In [1]:
# There are parts of this Notebook that will be executed (Or not) based on this flag
debug = False

## Imports
from unidecode import unidecode # To remove accents and stuff from texts
import re                       #Regular expression library
import geonamescache            # For database of places on earth
from hashlib import md5         # Used to generate unique dictionary keys for the lines
import numpy as np              # for array manipulation
import pandas                   # Final resut needs to be in this format
import json                     # For saving the results

In [2]:
export_json='../data/found_cities.json'
with open(export_json, 'r') as checkJSONDump:
    jsonData=json.loads(checkJSONDump.read())
print("Example list of headlines with data:\n",jsonData[:5])

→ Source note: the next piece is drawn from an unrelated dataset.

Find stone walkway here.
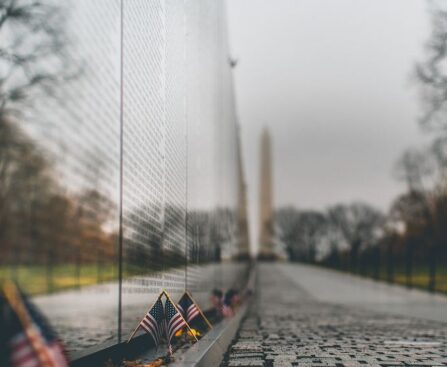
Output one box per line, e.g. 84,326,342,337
222,264,447,367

Example list of headlines with data:
 [{'line': 'Zika Outbreak Hits Miami', 'place': 'Miami', 'country': nan, 'places': ['Miami']}, {'line': 'Could Zika Reach New York City?', 'place': 'New York City', 'country': nan, 'places': ['York', 'New York City', 'New York']}, {'line': 'First Case of Zika in Miami Beach', 'place': 'Miami Beach', 'country': nan, 'places': ['Miami', 'Miami Beach']}, {'line': 'Mystery Virus Spreads in Recife, Brazil', 'place': 'Recife', 'country': 'Brazil', 'places': ['Recife']}, {'line': 'Dallas man comes down with case of Zika', 'place': 'Dallas', 'country': nan, 'places': ['Dallas']}]


### Normalization of city names

Many of the names in the geonamescache database have their names with accents and non ASCII characters.

In order to make search easier, I "normalize" the names in the list.

In [3]:
gc = geonamescache.GeonamesCache()
cities = gc.get_cities()

# 'Normalize' names of cities in order to make search more accurate
for id, city in list(cities.items()):
    cities[id]['normalized'] = unidecode(city['name']).lower()

if debug:
    export_json='../data/all_cities.json'
    with open(export_json, 'w') as openJSON:
        openJSON.write(json.dumps(gc.get_cities(), indent=4, sort_keys=True))
    export_json='../data/all_countries.json'
    with open(export_json, 'w') as openJSON:
        openJSON.write(json.dumps(gc.get_countries(), indent=4, sort_keys=True))
    export_json='../data/all_continents.json'
    with open(export_json, 'w') as openJSON:
        openJSON.write(json.dumps(gc.get_continents(), indent=4, sort_keys=True))
    print(dir(gc))
if debug:
    for id, city in list(cities.items())[:10]:
        print(city['name'], cities[id]['normalized'])

### Helper functions

I used the following 3 helpe functions in this notebook:

`get_cities_by_name` uses the DB of city names but use the normalized value. As the data from the previous notebook had those cleaned of accents and non ASCII characters this was needed in order to have better accuracy when searching.

`extract_city_data` function to add the required data to headlines.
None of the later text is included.